F: Proceed, by all means.

TGU: From here on, you should make a continuing effort to bear in mind that although we must consider things separate, they are not separate. That does not sound like much of an adjustment, perhaps, until you realize that it means

F: I lost the thread, sorry.

TGU: The very experience of “losing the thread” – which usually means that a part of your mind continued with some line of thought that led you away – illustrates the point. You already know that you are communities. (This by the way should remind you that we are communities, that your non-3D components are of course enmeshed in your 3D limitations and possibilities too.) This phenomenon might remind you that different parts of your communities have their own activities and tendencies, not to say their own agendas (which they also have), which can lead to conflict, or confusion, or back-tracking, or what you call wool-gathering. It can also lead to obsession and neurosis but that is what you are always calling a side-trail.

Remembering that a thing is both separate and non-separate means that you remember more fully that your standpoint determines what you see. Your bias, your momentary clarity, your dogged pursuit of a line of thought, your conflict of desires or conflict of thought frames, determines what you see. If you once realize this – that is, if it once becomes real to you, rather than only an idea, you see that contradictions in description are most likely limitations in viewpoint rather than limitations by the nature of things.

And this is important, because all your perceived limitations stem from (and also reinforce) your ideas of How Things Are.

F: In other words, once we see that the way we see things is not “the way it is,” but “the way it looks from here,” we see that it is really possible to change the conditions we experience. We change reality by seeing it differently.

TGU: Is this not obvious from your experience? It may be made even more obvious by being put into the negative: You cannot change your reality if you do not see it differently.

F: So creating our own reality – well, you say it.

TGU: Creating your own reality begins in one of two ways. Either something “happens to you” which leads you to change your ideas of what is possible, or you change your ideas of what is possible, and conditions around you seem to alter. But of course, to say this is to put into 3D terms – into sequential language – something that is neither sequential nor “either / or.”
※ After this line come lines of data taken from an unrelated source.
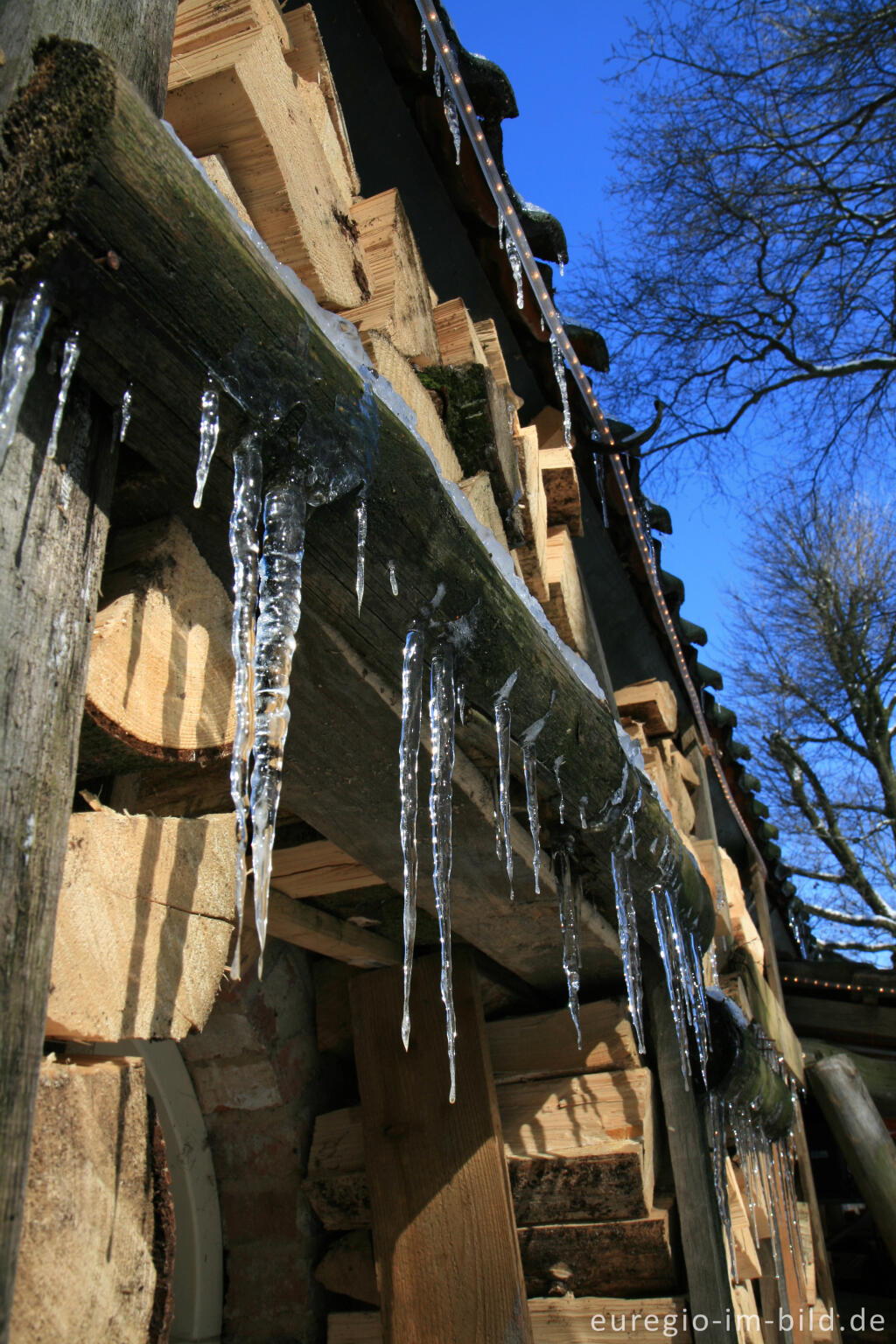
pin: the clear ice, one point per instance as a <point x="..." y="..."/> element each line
<point x="453" y="120"/>
<point x="629" y="940"/>
<point x="516" y="266"/>
<point x="27" y="326"/>
<point x="560" y="374"/>
<point x="360" y="512"/>
<point x="243" y="549"/>
<point x="127" y="405"/>
<point x="208" y="428"/>
<point x="70" y="355"/>
<point x="409" y="752"/>
<point x="569" y="905"/>
<point x="280" y="604"/>
<point x="442" y="711"/>
<point x="502" y="732"/>
<point x="562" y="808"/>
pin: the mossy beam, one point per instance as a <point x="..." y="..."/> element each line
<point x="167" y="286"/>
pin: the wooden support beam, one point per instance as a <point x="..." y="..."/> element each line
<point x="144" y="927"/>
<point x="702" y="1239"/>
<point x="128" y="188"/>
<point x="50" y="567"/>
<point x="448" y="1260"/>
<point x="861" y="1138"/>
<point x="90" y="1218"/>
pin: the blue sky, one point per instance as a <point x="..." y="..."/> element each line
<point x="557" y="155"/>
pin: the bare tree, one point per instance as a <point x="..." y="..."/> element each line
<point x="816" y="668"/>
<point x="757" y="164"/>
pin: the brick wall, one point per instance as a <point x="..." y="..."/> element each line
<point x="256" y="1073"/>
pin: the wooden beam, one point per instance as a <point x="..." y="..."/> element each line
<point x="861" y="1138"/>
<point x="141" y="197"/>
<point x="50" y="566"/>
<point x="702" y="1239"/>
<point x="448" y="1261"/>
<point x="144" y="927"/>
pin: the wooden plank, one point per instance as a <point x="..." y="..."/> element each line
<point x="138" y="195"/>
<point x="144" y="927"/>
<point x="566" y="604"/>
<point x="861" y="1138"/>
<point x="52" y="562"/>
<point x="399" y="304"/>
<point x="161" y="674"/>
<point x="318" y="869"/>
<point x="234" y="94"/>
<point x="305" y="927"/>
<point x="89" y="1215"/>
<point x="402" y="375"/>
<point x="630" y="1258"/>
<point x="457" y="336"/>
<point x="652" y="702"/>
<point x="577" y="1320"/>
<point x="444" y="1234"/>
<point x="544" y="1045"/>
<point x="479" y="492"/>
<point x="308" y="58"/>
<point x="562" y="488"/>
<point x="704" y="1254"/>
But to return to the point. Considering the Soul as one thing and the Greater Soul as another and the Greater Soul Community as a third is all well and good as an approximation for the sake of analysis, but will lead to confusion if you cannot remember while we examine them that we are not examining separate units but are investigating the same thing as it appears in different aspects depending on the point of view from which we examine it. I cannot keep harping on this as we go along, so I’m doing the harping in advance. Try, really try, to remember that distinctions are always relative.

F: I have wondered if that isn’t what the Buddha meant in saying that when you make a distinction, you make an error.

TGU: Yes, you have been through all that before.

F: So we have, sometime. I had forgotten. Okay, so–?

TGU: So the nature of the Greater Soul that we will go into, and the way that it seems to interact with the Soul on the one hand and the Greater Soul Community on the other, is not nearly so distinct as analysis might imply. All descriptions of reality are to some degree wrong, as an expression of “the view from here.” Most of the world’s problems with scripture and metaphysics stem from confusing “the view from here” with an impossible “absolutely the way it is.” This isn’t because one doesn’t know enough, or see enough, or understand enough, but because there is no one way of seeing reality.

There are only approximations.

F: But it has been an hour, somehow, and I’m running down. No time to begin another thought, unless a simple one.

TGU: This will do for the moment.

F: Very well, our thanks, and we will not-see you next time.

TGU: As you say, “very funny.”

 

2 thoughts on “TGU — Mind and soul and the limitations of analysis

  1. Thanks Frank. Yes, this clarifies my question. Definition is self-determined, based on awareness. A great new way to define!